Despite your thoughts on the term "fake news," we have to talk about it in the context of mortgage rates.  It's highly pertinent, even if deception is far from the intention.  Thursday is a big day for mortgage rate news because that's when Freddie Mac's weekly mortgage rate survey is published.  Why does that matter?  Because, while any given lender can do a fine job of tracking their own rates over time, Freddie is one of the only games in town when it comes to capturing a broad average rate offering among multiple lenders.  It doesn't hurt that their numbers go back to the 70's and that they're one of the two gigantic housing agencies that see a vast majority of all mortgages in the US move across their desks in some capacity. 

Over time, reporters have found it easy to simply cover mortgage rates once a week when Freddie's report comes out rather than gopher multiple rate quotes from multiple lenders every day.  That model has worked well for just about everyone just about every week, but there are times where it breaks down woefully.  This is one of those times.

At issue is the inherent LAG in Freddie's methodology.  Surveys are sent out Monday and are accepted through Wednesday.  But most of those who are going to respond end up doing so right when they get the survey.  As such, the rate index that is published on a Thursday is mostly just a Monday vs Monday rate report.  As such, it can be wildly inaccurate when the rest of the week is volatile.  In our experience (which involves gophering actual rates from multiple lenders multiple times per day), the changes in Freddie's survey rates also tend to lag in terms of magnitude as well.

For example, their 30yr rate moved up from 3.05 to 3.09 "this week" and thus only up 0.29% since the week ending Feb 14, 2021 (when things really got intense).  Over that same time we've logged an increase of 0.54%.  The chart below tells the story.  Freddie in blue, us in orange.

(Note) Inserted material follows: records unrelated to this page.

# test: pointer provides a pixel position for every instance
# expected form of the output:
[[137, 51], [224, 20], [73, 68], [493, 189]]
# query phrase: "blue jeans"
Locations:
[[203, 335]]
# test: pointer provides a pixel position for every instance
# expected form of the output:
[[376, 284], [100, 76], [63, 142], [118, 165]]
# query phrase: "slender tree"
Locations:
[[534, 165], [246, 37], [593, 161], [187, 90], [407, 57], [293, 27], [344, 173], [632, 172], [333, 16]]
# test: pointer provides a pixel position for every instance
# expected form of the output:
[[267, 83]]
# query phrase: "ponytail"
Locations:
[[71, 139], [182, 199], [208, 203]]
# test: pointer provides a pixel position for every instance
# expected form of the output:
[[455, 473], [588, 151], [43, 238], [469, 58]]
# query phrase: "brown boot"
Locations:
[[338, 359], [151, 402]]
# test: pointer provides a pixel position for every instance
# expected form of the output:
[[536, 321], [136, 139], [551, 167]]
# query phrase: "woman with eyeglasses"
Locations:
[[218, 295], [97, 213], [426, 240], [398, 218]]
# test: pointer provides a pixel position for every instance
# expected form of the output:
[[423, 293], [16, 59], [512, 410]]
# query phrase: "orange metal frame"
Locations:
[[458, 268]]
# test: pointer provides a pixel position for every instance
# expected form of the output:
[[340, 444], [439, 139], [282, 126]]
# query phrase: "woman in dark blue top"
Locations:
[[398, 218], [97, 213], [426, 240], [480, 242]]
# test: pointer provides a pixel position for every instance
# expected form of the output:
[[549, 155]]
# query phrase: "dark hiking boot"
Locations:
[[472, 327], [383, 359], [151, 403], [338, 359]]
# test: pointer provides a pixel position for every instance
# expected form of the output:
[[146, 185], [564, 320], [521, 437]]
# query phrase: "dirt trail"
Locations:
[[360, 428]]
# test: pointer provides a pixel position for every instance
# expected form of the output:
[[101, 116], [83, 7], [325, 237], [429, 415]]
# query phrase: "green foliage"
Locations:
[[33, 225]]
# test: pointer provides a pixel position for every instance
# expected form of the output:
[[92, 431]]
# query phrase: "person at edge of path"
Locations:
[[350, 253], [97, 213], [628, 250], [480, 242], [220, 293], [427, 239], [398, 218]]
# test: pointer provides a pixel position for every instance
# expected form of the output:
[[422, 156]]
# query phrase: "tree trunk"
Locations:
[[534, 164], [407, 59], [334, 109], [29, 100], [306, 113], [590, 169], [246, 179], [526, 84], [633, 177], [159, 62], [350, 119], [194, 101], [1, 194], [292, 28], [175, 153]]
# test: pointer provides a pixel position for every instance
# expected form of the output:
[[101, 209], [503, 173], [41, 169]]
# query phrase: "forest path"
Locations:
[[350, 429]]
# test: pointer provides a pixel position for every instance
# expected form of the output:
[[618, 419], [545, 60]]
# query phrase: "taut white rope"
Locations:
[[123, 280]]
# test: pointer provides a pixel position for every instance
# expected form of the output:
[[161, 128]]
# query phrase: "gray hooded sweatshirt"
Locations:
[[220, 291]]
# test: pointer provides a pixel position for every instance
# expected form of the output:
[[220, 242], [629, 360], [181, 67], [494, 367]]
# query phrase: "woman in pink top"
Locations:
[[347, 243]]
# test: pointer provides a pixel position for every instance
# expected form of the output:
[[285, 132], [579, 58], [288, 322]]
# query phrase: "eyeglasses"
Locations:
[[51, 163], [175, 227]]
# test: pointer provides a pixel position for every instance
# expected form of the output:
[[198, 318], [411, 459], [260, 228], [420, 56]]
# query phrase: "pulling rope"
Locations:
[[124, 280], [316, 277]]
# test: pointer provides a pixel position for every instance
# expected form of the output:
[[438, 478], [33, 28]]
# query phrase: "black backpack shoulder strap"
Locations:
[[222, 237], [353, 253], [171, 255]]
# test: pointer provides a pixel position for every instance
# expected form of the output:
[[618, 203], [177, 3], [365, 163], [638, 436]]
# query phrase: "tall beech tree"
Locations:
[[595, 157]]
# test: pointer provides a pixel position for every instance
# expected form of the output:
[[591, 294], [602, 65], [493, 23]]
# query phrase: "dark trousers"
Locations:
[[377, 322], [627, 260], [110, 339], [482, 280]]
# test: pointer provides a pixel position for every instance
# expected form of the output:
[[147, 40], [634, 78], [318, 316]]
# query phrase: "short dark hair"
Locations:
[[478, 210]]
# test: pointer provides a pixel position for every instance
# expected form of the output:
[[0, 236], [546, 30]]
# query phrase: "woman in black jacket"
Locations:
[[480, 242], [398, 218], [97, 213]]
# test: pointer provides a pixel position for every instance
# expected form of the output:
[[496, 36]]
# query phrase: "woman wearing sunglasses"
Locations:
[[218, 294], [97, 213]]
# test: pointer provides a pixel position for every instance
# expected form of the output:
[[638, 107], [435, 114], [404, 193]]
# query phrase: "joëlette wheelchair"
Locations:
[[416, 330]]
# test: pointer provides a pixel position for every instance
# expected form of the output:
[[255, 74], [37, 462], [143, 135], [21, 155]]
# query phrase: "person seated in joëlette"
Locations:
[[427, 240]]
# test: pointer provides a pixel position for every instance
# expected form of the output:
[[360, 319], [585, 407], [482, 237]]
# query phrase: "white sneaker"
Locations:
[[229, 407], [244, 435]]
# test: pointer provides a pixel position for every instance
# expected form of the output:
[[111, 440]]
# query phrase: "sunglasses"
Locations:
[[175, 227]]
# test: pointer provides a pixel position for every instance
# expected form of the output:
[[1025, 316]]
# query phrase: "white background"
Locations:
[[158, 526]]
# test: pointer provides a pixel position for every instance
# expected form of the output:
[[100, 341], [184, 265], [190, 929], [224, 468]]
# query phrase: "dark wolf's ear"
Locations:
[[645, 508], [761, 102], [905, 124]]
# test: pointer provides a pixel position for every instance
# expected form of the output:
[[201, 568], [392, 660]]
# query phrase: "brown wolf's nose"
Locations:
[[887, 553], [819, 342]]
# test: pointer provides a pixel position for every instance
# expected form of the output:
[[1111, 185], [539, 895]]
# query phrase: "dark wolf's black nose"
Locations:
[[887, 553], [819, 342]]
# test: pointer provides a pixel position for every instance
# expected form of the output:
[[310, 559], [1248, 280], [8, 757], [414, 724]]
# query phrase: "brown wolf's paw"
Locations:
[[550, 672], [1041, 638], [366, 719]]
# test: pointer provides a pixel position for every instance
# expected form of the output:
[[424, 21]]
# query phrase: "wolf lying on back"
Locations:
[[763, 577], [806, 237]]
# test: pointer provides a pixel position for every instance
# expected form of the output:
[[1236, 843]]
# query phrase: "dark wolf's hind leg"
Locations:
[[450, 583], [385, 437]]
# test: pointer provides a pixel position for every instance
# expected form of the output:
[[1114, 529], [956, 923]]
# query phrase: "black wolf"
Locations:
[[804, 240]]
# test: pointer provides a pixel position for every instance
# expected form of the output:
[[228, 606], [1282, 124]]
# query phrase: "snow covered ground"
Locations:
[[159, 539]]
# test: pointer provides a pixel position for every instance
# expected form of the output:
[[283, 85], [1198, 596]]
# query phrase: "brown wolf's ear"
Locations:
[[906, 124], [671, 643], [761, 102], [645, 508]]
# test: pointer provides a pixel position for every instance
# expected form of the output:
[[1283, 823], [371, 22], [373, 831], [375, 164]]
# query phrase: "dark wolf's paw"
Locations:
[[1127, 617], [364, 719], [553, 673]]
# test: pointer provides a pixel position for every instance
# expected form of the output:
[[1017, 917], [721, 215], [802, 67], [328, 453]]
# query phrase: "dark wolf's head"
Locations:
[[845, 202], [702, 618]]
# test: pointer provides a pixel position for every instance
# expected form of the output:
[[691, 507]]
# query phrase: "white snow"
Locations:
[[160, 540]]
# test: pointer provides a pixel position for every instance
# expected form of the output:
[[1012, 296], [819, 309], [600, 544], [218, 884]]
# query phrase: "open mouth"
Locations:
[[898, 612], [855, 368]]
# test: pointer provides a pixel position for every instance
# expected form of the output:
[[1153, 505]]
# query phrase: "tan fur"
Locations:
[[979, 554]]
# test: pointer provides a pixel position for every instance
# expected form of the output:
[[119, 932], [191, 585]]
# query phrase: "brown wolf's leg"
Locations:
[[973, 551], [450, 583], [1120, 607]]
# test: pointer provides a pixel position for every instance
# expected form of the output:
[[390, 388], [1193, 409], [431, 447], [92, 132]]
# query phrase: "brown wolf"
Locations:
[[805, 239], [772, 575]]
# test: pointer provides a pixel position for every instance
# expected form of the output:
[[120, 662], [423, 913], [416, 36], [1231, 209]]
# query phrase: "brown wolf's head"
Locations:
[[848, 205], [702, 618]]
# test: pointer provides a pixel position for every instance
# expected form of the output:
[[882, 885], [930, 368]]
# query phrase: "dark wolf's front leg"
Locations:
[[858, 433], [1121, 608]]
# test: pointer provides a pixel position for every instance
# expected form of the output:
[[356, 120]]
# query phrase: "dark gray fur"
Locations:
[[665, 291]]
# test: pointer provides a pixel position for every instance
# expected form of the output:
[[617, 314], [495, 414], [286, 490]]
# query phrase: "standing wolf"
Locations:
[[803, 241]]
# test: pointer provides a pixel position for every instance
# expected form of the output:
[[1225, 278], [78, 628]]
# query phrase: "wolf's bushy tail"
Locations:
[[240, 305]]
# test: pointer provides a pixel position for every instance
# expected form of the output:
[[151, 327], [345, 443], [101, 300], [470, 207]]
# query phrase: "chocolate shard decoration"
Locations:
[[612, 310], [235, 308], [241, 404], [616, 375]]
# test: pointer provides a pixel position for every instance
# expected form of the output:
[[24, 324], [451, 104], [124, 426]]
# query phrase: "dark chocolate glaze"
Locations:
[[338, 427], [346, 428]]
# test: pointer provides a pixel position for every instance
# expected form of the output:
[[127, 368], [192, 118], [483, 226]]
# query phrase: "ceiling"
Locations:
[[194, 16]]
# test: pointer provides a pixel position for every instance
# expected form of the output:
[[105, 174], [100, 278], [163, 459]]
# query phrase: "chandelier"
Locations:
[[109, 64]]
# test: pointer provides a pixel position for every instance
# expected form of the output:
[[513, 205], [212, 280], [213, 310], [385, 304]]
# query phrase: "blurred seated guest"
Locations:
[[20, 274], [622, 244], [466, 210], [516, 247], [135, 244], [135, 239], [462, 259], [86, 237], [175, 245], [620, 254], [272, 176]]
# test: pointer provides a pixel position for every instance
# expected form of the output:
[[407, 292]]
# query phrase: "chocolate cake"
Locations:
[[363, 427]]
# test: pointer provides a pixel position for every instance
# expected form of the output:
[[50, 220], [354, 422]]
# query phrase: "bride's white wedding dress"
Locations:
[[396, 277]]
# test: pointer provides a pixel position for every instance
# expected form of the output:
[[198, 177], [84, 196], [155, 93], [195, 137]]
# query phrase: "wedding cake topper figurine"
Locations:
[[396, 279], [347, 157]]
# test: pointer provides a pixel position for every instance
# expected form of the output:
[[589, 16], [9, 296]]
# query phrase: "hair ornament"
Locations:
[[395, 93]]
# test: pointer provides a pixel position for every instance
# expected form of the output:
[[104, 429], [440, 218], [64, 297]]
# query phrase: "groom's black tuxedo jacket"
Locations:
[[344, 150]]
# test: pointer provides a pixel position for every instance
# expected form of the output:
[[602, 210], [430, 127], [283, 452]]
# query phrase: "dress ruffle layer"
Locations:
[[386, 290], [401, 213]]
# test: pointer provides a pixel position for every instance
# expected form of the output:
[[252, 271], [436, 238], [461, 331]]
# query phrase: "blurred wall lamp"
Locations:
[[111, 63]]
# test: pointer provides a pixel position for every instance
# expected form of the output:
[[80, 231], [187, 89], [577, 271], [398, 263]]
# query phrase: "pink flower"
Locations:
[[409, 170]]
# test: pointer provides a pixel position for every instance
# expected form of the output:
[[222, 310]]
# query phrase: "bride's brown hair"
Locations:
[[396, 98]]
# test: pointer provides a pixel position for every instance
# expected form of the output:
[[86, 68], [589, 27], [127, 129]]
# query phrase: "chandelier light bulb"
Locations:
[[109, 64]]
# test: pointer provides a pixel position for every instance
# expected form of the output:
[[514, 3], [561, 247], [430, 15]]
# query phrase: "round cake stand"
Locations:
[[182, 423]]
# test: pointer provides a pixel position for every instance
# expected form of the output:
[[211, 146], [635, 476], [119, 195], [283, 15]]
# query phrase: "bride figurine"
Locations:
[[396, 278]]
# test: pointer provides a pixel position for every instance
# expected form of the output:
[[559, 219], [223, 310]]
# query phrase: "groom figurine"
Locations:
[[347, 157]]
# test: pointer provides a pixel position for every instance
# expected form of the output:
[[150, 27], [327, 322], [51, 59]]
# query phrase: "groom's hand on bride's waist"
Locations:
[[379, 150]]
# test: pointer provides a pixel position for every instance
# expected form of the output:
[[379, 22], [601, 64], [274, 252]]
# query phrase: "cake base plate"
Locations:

3.40% is an average that includes purchases and refis.  That accounts for part of the difference since purchases have lower rates currently.  Even so, purchase rates are easily averaging 3.25% today.  Many lenders are already up to 3.375%.  Lower credit scores, lower down payments, investment properties, and other adjustments only make things worse.  

So what happened?  

Well, in a nutshell, covid is on the run.  There's a lot that goes hand and hand with that, but if you could only cite one development as driving rates to extremely low levels in 2020 and then higher at an extremely fast pace in 2021, it's the shift of momentum in the pandemic.  We discuss those other factors frequently enough that we'll save a more detailed breakdown for tomorrow and leave today's focus on discrepancies between rate reality and some of the news you might encounter.